Smithsonian Jazz Masterworks Orchestra
Benny Carter: The Groundbreaking King of Jazz
Wallace H. Coulter Performance Plaza
National Museum of American History

Saturday, April 2, 2016 
Doors, food and drink at 6:45 p.m.
Concert at 7:30 p.m.

To kick off Jazz Appreciation Month 2016, the Smithsonian Jazz Masterworks Orchestra salutes the masterworks of this year's featured poster artist, the innovative saxophonist, trumpeter, composer, and arranger, Benny Carter. Affectionately known as "King," Benny Carter was a major contributor in the development of jazz. As a musician, he helped shape the alto sax as a solo instrument in jazz; as a composer, he helped create the vocabulary of swing; and as a bandleader and arranger he broke down racial boundaries in jazz and spread the music around the world. As Miles Davis once said, "everyone should listen to Benny Carter, he's a whole music education."

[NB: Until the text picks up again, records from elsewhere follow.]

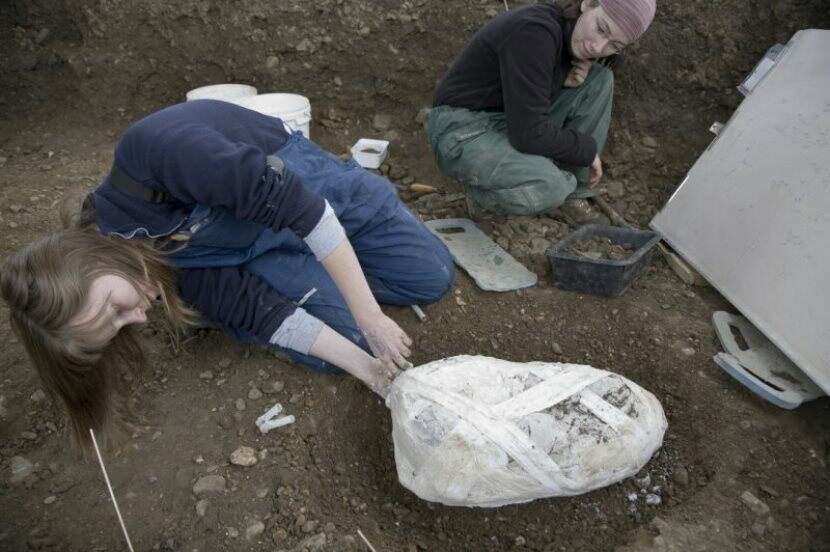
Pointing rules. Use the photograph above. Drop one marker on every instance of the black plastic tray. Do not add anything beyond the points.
(604, 277)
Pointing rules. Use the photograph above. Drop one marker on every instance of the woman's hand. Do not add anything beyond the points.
(336, 349)
(595, 172)
(387, 340)
(381, 377)
(578, 73)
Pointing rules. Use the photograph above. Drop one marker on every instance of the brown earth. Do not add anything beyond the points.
(75, 74)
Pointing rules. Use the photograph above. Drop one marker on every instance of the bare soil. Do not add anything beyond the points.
(76, 73)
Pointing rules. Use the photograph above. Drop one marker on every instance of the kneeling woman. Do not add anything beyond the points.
(522, 115)
(219, 208)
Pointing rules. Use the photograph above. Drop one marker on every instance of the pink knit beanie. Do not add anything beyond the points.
(632, 16)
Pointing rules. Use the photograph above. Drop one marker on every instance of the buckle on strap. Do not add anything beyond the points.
(125, 184)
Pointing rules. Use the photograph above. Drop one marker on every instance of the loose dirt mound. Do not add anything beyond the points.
(74, 75)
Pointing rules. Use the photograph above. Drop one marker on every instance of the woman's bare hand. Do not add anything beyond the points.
(388, 342)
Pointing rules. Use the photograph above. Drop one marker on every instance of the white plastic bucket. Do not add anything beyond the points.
(224, 92)
(293, 109)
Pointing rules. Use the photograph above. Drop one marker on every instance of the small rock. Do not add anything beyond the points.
(273, 387)
(280, 535)
(653, 499)
(382, 121)
(615, 189)
(254, 530)
(758, 506)
(304, 45)
(61, 484)
(244, 456)
(423, 115)
(209, 484)
(314, 543)
(20, 468)
(681, 477)
(42, 35)
(759, 528)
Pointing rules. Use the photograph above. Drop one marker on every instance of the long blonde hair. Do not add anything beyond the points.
(45, 285)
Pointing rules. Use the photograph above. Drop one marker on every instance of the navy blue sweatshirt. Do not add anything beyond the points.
(211, 153)
(517, 63)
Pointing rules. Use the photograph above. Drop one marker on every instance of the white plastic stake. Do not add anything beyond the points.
(269, 420)
(278, 422)
(419, 312)
(112, 494)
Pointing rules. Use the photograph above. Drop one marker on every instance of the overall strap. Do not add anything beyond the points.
(122, 182)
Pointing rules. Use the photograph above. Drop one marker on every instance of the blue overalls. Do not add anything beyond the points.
(403, 262)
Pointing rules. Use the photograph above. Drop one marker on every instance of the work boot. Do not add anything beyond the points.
(578, 212)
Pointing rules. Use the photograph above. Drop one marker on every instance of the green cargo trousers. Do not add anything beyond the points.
(473, 147)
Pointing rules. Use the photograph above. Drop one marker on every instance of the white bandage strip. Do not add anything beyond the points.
(550, 392)
(503, 433)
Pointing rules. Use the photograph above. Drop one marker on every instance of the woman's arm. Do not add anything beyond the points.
(336, 349)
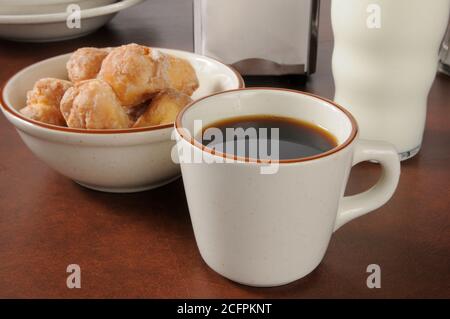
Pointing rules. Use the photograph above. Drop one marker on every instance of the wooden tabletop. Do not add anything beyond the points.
(142, 244)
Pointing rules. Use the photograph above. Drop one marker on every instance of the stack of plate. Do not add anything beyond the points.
(53, 20)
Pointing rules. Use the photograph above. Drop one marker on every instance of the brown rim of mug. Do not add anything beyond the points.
(186, 136)
(15, 113)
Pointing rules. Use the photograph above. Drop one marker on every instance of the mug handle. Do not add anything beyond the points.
(357, 205)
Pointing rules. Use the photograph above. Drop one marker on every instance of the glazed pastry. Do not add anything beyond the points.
(163, 109)
(180, 75)
(85, 63)
(43, 101)
(93, 104)
(134, 72)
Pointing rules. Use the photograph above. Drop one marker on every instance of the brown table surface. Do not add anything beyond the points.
(142, 245)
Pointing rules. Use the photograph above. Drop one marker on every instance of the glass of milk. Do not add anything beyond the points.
(385, 59)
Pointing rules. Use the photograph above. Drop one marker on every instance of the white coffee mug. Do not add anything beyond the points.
(385, 59)
(263, 229)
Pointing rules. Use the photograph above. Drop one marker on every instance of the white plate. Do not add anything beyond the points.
(108, 160)
(53, 27)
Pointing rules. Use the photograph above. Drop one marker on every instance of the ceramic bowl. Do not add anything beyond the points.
(54, 26)
(126, 160)
(47, 6)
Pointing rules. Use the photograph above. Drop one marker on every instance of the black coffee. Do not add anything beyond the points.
(256, 137)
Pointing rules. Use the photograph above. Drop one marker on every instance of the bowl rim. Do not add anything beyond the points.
(11, 110)
(62, 16)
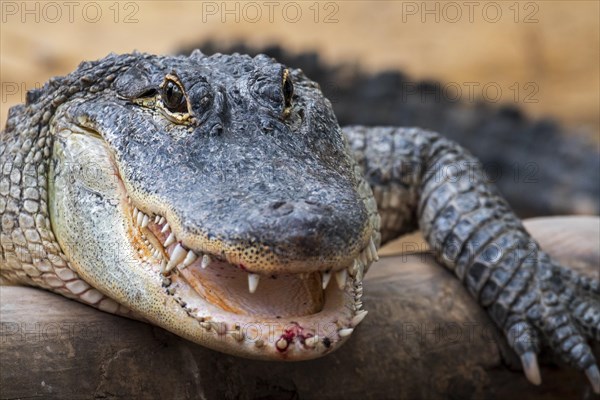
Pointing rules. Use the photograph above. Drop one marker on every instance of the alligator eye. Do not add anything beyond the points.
(173, 98)
(288, 88)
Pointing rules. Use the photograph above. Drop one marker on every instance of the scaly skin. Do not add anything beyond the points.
(218, 197)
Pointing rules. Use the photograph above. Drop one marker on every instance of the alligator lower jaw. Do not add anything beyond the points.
(286, 316)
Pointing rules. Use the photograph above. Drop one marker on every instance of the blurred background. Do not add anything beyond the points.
(516, 82)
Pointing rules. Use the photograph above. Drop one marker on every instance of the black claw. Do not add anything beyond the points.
(594, 376)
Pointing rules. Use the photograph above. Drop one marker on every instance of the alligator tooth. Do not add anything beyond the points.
(326, 279)
(373, 249)
(176, 257)
(237, 335)
(190, 258)
(253, 280)
(206, 260)
(340, 277)
(281, 344)
(311, 341)
(357, 319)
(170, 240)
(141, 216)
(206, 325)
(345, 332)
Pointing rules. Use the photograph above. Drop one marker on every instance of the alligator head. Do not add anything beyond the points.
(216, 197)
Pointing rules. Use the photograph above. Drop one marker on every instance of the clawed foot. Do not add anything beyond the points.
(558, 308)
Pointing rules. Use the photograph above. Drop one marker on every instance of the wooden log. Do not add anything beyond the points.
(424, 338)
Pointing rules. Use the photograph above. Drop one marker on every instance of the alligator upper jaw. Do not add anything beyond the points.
(290, 316)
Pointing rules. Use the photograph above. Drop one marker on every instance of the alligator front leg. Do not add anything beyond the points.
(420, 178)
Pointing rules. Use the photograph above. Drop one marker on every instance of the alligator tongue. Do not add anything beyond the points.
(285, 295)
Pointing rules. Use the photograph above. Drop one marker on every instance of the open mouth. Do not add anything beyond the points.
(285, 313)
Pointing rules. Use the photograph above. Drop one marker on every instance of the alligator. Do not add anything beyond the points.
(556, 165)
(218, 198)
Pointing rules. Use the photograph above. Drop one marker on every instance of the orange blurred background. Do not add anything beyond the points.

Smithsonian Jazz Masterworks Orchestra
A New Sound in Jazz: The Incredible Jimmy Smith
Wallace H. Coulter Performance Plaza
National Museum of American History

Saturday, June 11, 2016
Doors, food and drink at 6:45 p.m.
Concert at 7:30 p.m.

The history of jazz is made up of innovators who shook up, redefined and explored the limits of jazz. In a nod to one of the great pioneers of jazz, the SJMO, and special guest Charles Covington, will present the music of the great Jimmy Smith (1925-2005). An NEA Jazz Master, Smith’s chosen instrument, a Hammond B3 organ, was rarely if ever used in early jazz, but through his unparalleled work and talent, he single-handedly popularized the instrument and its unique sound.